どれもこれも素晴らしいのだけど、特に良かったのが以下の4作。ニル・ヤニヴの「信心者たち」はテッド・チャンの名作「地獄とは神の不在なり」を思わせる作品。ただ、こちらには神が実在していて、戒律に反した「不信心者」がいきなり死んだりする。食料雑貨店でうっかりチーズと鶏もも肉を同じかごに落としてしまった老女がいきなり真っ二つになる冒頭のイメージが強烈で、いかにもユダヤ教のSFという感じがする。

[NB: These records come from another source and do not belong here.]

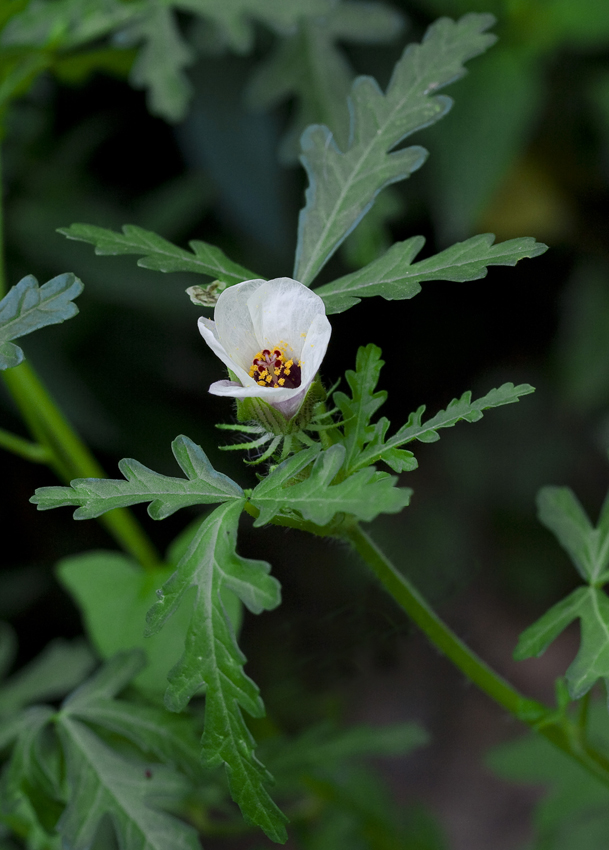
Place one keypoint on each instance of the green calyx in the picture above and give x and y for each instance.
(255, 410)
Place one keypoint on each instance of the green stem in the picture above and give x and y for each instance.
(24, 448)
(69, 457)
(58, 445)
(557, 728)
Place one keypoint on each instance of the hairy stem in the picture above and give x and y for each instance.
(58, 445)
(553, 725)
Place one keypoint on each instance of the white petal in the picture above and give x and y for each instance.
(282, 311)
(234, 326)
(286, 401)
(209, 332)
(314, 348)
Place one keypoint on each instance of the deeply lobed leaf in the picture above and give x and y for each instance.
(169, 737)
(394, 276)
(561, 512)
(94, 496)
(344, 185)
(158, 253)
(28, 307)
(103, 783)
(317, 499)
(461, 409)
(591, 606)
(309, 66)
(213, 660)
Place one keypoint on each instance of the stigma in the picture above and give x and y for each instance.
(275, 369)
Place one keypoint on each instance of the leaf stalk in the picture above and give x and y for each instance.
(557, 727)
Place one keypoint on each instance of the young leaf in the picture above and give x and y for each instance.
(169, 737)
(65, 23)
(310, 66)
(61, 666)
(29, 788)
(94, 496)
(235, 19)
(161, 60)
(394, 276)
(462, 409)
(343, 186)
(109, 587)
(560, 511)
(212, 658)
(358, 410)
(364, 495)
(101, 782)
(28, 307)
(158, 253)
(592, 661)
(573, 812)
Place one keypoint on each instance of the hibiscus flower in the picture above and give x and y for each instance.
(272, 335)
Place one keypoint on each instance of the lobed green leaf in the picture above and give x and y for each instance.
(60, 667)
(317, 499)
(344, 185)
(94, 496)
(213, 660)
(158, 253)
(573, 812)
(561, 512)
(169, 737)
(28, 307)
(309, 66)
(394, 276)
(461, 409)
(591, 606)
(103, 783)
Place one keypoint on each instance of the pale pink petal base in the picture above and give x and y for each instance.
(258, 314)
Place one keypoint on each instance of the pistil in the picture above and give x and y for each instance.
(275, 369)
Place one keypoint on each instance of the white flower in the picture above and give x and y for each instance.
(272, 335)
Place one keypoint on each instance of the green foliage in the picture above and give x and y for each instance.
(151, 26)
(591, 605)
(213, 660)
(325, 747)
(161, 60)
(29, 792)
(343, 186)
(202, 486)
(235, 19)
(366, 444)
(573, 811)
(560, 511)
(168, 737)
(28, 307)
(126, 783)
(159, 254)
(309, 66)
(317, 499)
(101, 782)
(59, 668)
(109, 587)
(394, 277)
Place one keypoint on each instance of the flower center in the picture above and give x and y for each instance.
(274, 369)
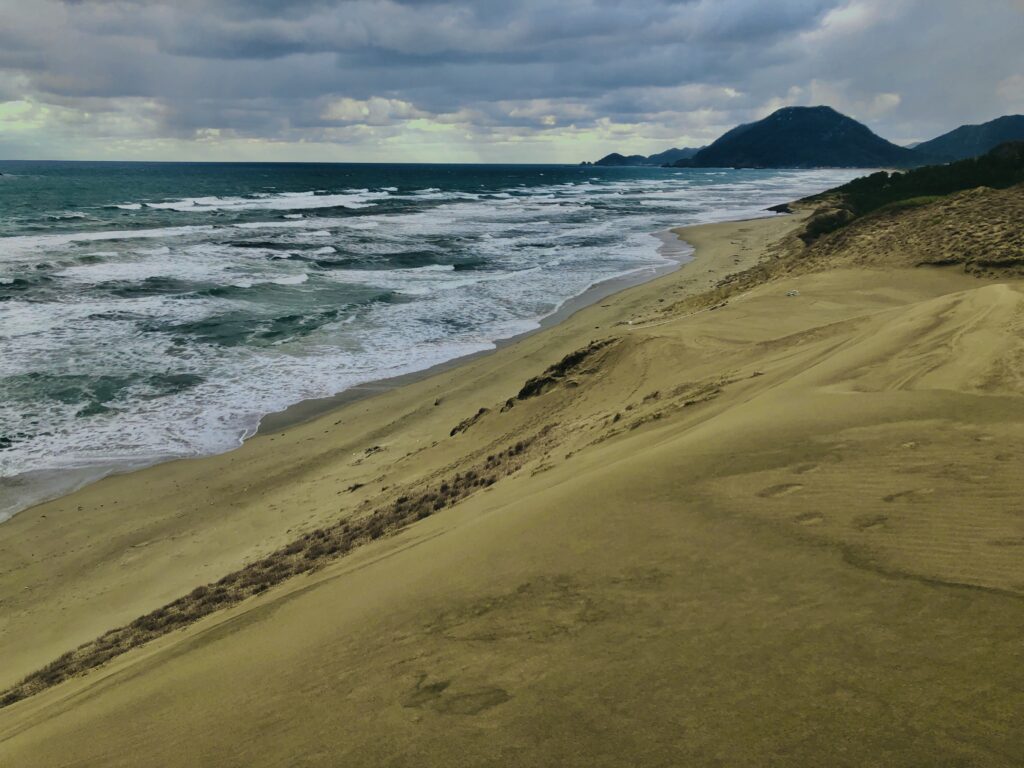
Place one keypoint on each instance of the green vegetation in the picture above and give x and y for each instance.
(888, 193)
(1000, 168)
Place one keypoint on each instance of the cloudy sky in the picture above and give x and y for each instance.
(482, 80)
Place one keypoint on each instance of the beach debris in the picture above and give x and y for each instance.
(467, 423)
(568, 365)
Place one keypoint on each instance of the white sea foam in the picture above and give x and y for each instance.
(284, 202)
(507, 257)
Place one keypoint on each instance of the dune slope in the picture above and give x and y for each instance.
(777, 524)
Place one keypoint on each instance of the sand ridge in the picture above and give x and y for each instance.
(773, 524)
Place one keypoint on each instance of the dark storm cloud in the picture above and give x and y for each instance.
(347, 70)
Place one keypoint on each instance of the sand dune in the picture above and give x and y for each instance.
(773, 523)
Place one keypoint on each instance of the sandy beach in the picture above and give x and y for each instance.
(770, 519)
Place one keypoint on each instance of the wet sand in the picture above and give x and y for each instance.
(772, 525)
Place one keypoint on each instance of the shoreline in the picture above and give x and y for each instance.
(245, 503)
(313, 408)
(707, 500)
(45, 485)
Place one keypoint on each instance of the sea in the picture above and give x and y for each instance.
(159, 310)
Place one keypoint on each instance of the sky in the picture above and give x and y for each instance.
(466, 81)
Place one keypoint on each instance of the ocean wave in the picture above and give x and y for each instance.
(281, 202)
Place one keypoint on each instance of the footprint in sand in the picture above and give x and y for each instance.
(803, 469)
(869, 522)
(809, 518)
(914, 495)
(774, 492)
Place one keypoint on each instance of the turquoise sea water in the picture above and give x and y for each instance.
(150, 311)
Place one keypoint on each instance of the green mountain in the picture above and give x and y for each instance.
(803, 137)
(663, 158)
(883, 192)
(972, 140)
(671, 156)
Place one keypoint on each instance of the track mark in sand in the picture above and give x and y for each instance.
(437, 695)
(869, 522)
(809, 518)
(914, 495)
(425, 692)
(774, 492)
(1018, 542)
(472, 702)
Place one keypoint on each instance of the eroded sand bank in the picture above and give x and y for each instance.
(777, 529)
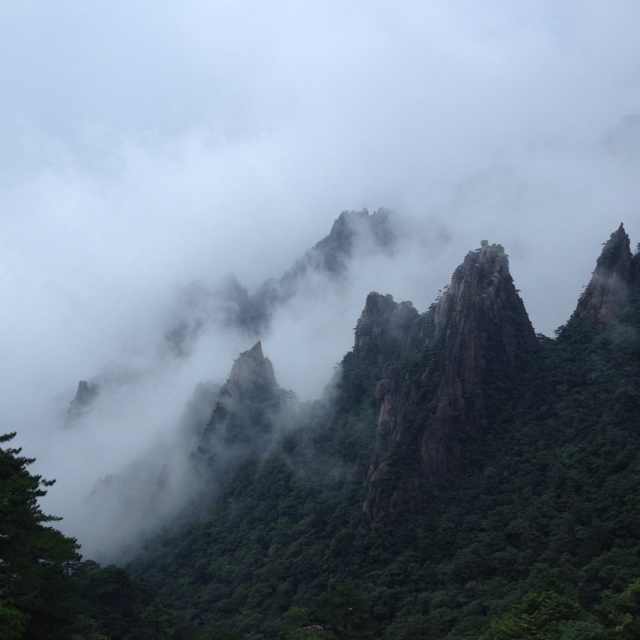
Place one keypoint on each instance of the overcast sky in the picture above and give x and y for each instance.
(148, 143)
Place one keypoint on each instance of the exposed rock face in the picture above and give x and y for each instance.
(86, 394)
(615, 275)
(445, 374)
(232, 305)
(248, 403)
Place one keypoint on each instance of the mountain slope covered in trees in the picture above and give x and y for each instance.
(525, 524)
(461, 478)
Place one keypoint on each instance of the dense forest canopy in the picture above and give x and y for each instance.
(396, 506)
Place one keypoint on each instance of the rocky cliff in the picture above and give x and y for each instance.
(249, 406)
(616, 275)
(443, 377)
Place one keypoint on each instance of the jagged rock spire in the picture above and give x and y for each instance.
(611, 282)
(469, 349)
(246, 404)
(252, 371)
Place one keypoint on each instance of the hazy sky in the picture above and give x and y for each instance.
(146, 144)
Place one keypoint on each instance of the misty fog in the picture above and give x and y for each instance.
(149, 147)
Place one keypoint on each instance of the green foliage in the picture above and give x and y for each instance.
(538, 538)
(46, 592)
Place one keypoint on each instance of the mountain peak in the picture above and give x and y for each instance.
(466, 351)
(252, 370)
(608, 290)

ロテム・バルヒンの「鏡」は鏡をぶん殴ることで世界を分岐させる多世界解釈もの。ぶん殴りまくって自分の人生を改変しまくってた主人公に手痛いしっぺ返しが…。藤子Aみがある。エレナ・ゴメル「エルサレムの死神」は死の化身たちが住んでいる世界の話。それぞれ死因によって別れているのだけど、その中でも物語のキーとなる死神が「あの大量虐殺」の化身というがイスラエルのSFらしい。人間と死神のラブストーリーでもある。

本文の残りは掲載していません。